New York Times bestselling author J.A. Jance will be the star attraction at Tea & Mystery, the Yavapai Humane Society's third annual literary fundraiser on Feb. 20.
Jance, an avid animal-lover, will be speak about her career as an author of murder mysteries that include readers' favorite characters Detective J.P. "Beau" Beaumont, who has appeared in 14 bestselling mysteries, and Sheriff Joanna Brady, who does her stealth work in Arizona's Cochise County. Jance's latest book, "Trial by Fire," has several scenes set in Prescott.
Jance, who grew up in Bisbee and has a bachelor of arts degree from the University of Arizona, was turned away when she tried to take a creative writing class because she was a girl.
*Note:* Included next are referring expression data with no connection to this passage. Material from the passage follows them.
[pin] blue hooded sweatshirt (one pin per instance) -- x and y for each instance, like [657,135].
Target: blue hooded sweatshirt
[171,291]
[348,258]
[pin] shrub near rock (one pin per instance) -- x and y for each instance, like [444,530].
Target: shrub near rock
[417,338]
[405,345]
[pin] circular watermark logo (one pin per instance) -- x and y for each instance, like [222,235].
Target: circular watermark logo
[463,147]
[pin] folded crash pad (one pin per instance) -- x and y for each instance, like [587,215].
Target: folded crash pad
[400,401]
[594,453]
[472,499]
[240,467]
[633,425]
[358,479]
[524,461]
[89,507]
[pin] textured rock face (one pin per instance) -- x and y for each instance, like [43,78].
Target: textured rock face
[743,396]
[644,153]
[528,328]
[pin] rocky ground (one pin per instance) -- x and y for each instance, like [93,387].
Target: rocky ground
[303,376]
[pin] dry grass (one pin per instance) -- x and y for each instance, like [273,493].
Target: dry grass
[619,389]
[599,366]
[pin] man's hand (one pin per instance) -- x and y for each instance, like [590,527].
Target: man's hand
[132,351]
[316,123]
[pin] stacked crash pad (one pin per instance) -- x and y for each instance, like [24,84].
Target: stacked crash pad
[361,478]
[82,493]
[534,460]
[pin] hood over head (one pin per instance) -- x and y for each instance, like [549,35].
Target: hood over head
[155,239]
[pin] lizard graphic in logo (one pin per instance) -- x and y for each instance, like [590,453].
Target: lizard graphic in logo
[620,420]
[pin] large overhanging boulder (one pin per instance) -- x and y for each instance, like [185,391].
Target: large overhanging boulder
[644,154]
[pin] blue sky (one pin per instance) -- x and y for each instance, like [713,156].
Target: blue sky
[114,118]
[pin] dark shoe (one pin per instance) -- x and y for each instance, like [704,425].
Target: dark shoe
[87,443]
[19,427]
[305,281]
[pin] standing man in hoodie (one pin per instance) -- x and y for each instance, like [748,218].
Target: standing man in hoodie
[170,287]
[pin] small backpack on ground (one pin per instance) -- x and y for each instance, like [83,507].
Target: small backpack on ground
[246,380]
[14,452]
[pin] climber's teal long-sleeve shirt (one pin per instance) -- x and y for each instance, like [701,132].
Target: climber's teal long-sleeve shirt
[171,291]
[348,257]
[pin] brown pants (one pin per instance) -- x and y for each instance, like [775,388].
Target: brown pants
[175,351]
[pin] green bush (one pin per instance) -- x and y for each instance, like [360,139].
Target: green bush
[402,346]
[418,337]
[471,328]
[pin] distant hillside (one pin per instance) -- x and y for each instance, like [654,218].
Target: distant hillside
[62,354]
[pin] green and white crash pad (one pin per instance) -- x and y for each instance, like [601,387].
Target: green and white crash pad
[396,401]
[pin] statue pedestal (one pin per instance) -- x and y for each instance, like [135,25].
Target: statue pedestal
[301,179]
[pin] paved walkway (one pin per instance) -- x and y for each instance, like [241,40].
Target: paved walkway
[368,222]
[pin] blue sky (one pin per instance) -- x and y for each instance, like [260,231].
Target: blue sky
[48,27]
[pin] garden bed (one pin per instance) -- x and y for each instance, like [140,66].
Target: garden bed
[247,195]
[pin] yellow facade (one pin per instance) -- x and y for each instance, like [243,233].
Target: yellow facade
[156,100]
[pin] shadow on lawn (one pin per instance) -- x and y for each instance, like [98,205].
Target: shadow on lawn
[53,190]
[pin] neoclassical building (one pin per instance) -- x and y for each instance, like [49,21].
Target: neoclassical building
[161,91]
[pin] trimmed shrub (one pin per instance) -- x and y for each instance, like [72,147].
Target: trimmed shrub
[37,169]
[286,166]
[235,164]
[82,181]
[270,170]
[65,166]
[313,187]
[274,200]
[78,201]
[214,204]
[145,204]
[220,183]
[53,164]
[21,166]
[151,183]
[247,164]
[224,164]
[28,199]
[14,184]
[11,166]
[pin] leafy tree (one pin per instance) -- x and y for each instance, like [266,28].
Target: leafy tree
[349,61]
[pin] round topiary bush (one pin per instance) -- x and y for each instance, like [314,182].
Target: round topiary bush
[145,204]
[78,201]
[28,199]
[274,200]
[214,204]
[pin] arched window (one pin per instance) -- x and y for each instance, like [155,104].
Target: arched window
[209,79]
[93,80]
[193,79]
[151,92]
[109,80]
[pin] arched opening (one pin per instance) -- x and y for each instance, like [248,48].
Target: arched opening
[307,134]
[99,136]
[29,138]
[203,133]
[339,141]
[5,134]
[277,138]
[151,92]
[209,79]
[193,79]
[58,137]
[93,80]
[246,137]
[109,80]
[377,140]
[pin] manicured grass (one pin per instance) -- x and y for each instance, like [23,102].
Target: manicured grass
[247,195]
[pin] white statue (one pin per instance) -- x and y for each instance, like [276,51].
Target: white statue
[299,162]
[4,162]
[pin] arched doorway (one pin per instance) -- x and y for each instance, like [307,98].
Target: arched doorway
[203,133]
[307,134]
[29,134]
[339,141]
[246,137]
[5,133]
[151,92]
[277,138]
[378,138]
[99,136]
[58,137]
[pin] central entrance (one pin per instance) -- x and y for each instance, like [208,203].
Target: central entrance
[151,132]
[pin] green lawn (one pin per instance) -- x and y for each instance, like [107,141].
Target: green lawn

That was back in the 1960s, when girls were supposed to be nurses or teachers, she says. As an alternative, she married a man who was allowed in the writing class and put her own ambitions on a shelf. She didn't pick up paper and pen again until many years later when she was a divorced single mother selling life insurance to stay afloat.
She wrote her first three books between 4 and 7 a.m. until it was time to get her children ready and off to school and head for her desk job. In 1982, she wrote a "slightly fictionalized" version of a series of murders that happened in Tucson in 1970. Since she had never been able to take a fiction writing class and learn the tools of the art, rejection slips carried editors' comments that "parts that were real were totally unbelievable and the parts that were fiction were fine."
Jance said her agent had a tête-à-tête with her about her talent for writing fiction rather than non-fiction and urged her to give it a try, she said. Her career took off with that conversation, beginning with her first Detective Beaumont book published in 1985. In addition to her "Beau" books, she has written eight Joanna Brady novels and two other thrillers, "Hour of the Hunter" and "Kiss of the Bees." The latter reflects what she learned during the years she taught on the Tohono O'Odham Reservation west of Tucson.
She said in an e-mail to The Daily Courier, "I write murder mysteries - the kind of books you can buy at better bus depots everywhere."
However, her website reveals otherwise, noting her many appearances at author events at top bookstores and her listings on the New York Times bestseller list.
The Yavapai Humane Society's Tea and Mystery afternoon begins at 1 p.m. at the Prescott Resort and Conference Center. Tea, scones, finger sandwiches and desserts will be included in the admission price of $35 per person. Tickets are available in advance by calling the Humane Society at 445-2666, ext. 12.
Jance will sign "Trial by Fire" for audience members, as well as any of her other books they bring to the event. All proceeds from ticket sales will benefit the Humane Society, and Jance will donate a percentage of her book sales at Tea and Mystery to YHS to help support its mission of promoting the welfare and humane treatment of companion animals.